Brian Kenny clung onto the northern riding of Bathurst for the third straight election against Tory Nancy McKay.
With all of the polls reporting, Kenny defeated McKay by 75 votes. He beat McKay by 187 votes in 2006 and 94 votes in 2003.
Other parties shut out
Although New Brunswick voters could have cast ballots for candidates representing five parties, only the Tories and Liberals elected members.
NDP Leader Roger Duguay failed in his attempt to win the northeastern riding of Tracadie-Sheila. Duguay came in second behind PC Claude Landry.
Green Leader Jack MacDougall came in a distant third in Fredericton-Nashwaaksis.

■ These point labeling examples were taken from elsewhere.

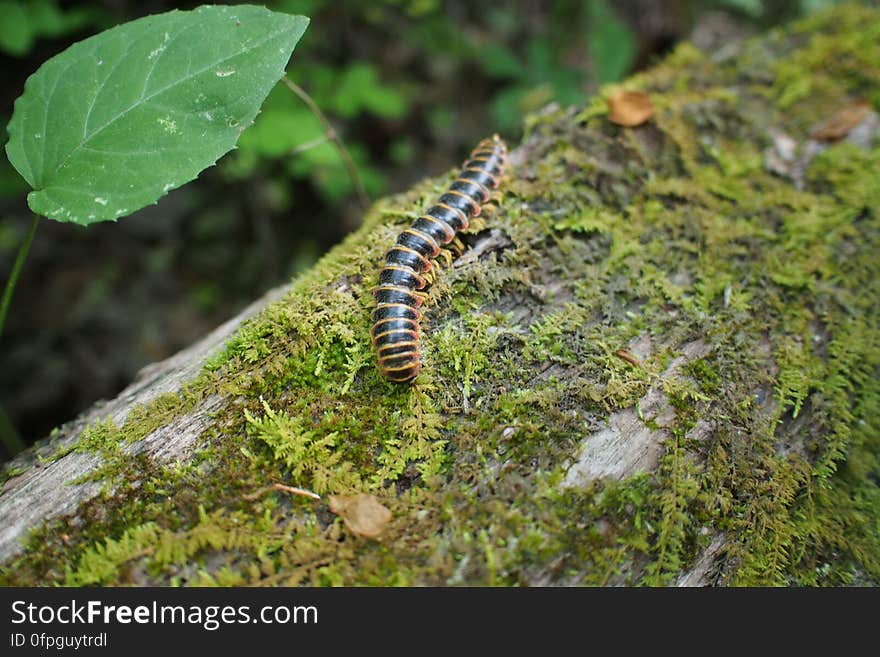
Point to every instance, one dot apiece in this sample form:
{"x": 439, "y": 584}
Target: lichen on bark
{"x": 670, "y": 295}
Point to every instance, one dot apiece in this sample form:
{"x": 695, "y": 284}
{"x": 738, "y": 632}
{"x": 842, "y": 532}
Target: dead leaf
{"x": 629, "y": 108}
{"x": 844, "y": 120}
{"x": 363, "y": 514}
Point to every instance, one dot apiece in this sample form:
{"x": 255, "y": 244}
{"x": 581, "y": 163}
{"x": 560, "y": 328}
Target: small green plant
{"x": 120, "y": 119}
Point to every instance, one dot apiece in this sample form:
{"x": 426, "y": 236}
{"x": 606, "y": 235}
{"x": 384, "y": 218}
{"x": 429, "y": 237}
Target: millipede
{"x": 408, "y": 264}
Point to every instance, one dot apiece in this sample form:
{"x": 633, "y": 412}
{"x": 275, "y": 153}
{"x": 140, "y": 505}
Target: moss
{"x": 669, "y": 235}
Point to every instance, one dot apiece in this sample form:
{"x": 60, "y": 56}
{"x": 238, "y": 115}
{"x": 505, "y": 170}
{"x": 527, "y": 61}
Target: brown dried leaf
{"x": 629, "y": 108}
{"x": 842, "y": 121}
{"x": 363, "y": 514}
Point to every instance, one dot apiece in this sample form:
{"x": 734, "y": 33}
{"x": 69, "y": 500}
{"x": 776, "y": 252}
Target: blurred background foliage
{"x": 410, "y": 85}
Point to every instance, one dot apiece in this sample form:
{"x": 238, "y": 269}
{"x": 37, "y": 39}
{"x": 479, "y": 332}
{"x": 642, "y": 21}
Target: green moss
{"x": 666, "y": 236}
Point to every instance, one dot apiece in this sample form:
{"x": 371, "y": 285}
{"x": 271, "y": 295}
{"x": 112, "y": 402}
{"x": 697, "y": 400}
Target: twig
{"x": 250, "y": 497}
{"x": 333, "y": 136}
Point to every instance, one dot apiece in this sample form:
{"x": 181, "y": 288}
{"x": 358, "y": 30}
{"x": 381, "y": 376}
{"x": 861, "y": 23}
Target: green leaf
{"x": 116, "y": 121}
{"x": 611, "y": 42}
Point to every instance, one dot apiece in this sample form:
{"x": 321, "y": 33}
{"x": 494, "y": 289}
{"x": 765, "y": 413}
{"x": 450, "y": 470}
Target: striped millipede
{"x": 407, "y": 267}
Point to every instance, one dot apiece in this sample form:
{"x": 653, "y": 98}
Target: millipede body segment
{"x": 396, "y": 318}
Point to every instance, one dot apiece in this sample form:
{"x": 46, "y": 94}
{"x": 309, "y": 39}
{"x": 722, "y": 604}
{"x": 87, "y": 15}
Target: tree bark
{"x": 656, "y": 364}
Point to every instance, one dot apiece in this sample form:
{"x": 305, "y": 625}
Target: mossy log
{"x": 657, "y": 364}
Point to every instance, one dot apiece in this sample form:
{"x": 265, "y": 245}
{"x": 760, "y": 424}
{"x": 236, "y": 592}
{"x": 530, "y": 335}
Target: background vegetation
{"x": 409, "y": 84}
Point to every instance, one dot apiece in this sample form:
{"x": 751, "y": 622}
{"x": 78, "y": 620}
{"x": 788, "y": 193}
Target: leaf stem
{"x": 333, "y": 136}
{"x": 16, "y": 270}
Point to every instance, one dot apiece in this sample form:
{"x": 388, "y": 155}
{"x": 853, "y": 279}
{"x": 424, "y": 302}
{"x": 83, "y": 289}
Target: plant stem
{"x": 333, "y": 136}
{"x": 16, "y": 270}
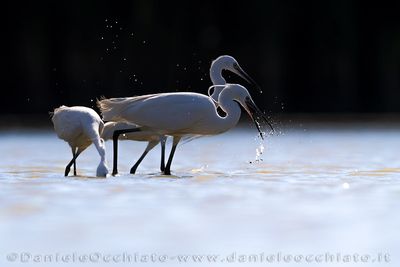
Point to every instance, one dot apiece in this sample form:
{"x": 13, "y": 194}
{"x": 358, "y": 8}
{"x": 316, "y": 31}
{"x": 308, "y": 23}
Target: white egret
{"x": 80, "y": 127}
{"x": 179, "y": 114}
{"x": 224, "y": 62}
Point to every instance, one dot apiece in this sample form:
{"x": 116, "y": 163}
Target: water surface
{"x": 316, "y": 190}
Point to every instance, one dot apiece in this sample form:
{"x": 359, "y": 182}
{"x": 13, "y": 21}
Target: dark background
{"x": 308, "y": 56}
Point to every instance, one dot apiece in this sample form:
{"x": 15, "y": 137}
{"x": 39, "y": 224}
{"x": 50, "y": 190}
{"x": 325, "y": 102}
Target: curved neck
{"x": 216, "y": 73}
{"x": 232, "y": 110}
{"x": 216, "y": 78}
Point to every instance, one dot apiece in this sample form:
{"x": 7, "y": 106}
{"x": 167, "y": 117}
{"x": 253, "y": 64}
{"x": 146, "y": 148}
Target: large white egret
{"x": 224, "y": 62}
{"x": 179, "y": 114}
{"x": 80, "y": 127}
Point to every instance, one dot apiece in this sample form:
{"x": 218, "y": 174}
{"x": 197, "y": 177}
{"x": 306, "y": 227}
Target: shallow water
{"x": 316, "y": 190}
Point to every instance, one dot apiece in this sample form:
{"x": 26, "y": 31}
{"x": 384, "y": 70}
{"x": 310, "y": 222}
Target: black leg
{"x": 72, "y": 162}
{"x": 162, "y": 167}
{"x": 75, "y": 167}
{"x": 167, "y": 170}
{"x": 149, "y": 147}
{"x": 115, "y": 145}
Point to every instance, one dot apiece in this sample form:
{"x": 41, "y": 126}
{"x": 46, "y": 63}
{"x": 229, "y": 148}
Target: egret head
{"x": 229, "y": 63}
{"x": 102, "y": 170}
{"x": 243, "y": 97}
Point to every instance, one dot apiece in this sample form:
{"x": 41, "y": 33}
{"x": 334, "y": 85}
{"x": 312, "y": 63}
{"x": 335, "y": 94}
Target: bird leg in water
{"x": 167, "y": 170}
{"x": 116, "y": 134}
{"x": 149, "y": 147}
{"x": 162, "y": 166}
{"x": 75, "y": 154}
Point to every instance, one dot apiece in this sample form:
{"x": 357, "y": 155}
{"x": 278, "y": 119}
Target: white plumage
{"x": 80, "y": 127}
{"x": 224, "y": 62}
{"x": 180, "y": 114}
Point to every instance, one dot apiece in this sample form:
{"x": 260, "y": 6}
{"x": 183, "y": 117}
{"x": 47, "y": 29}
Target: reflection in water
{"x": 318, "y": 190}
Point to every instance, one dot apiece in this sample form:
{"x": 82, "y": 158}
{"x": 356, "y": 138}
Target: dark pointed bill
{"x": 247, "y": 77}
{"x": 255, "y": 113}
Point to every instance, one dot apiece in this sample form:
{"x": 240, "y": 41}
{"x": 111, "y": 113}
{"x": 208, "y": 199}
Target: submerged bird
{"x": 179, "y": 114}
{"x": 224, "y": 62}
{"x": 80, "y": 127}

And People's Alliance Leader Kris Austin finished a close third in his central New Brunswick riding of Grand Lake-Gagetown.
He pulled 19 per cent of the vote compared to 45 per cent for PC Ross Wetmore and 29 per cent for Liberal Barry Armstrong.
The three other parties combined to pull roughly 15 per cent of the vote.
The NDP is projected to finish with 10 per cent of the vote up from five per cent in 2006.
The Green Party garnered 4.5 per cent of the vote in its first provincial campaign.
And only a few months after becoming an official party, the People's Alliance won one per cent of the vote.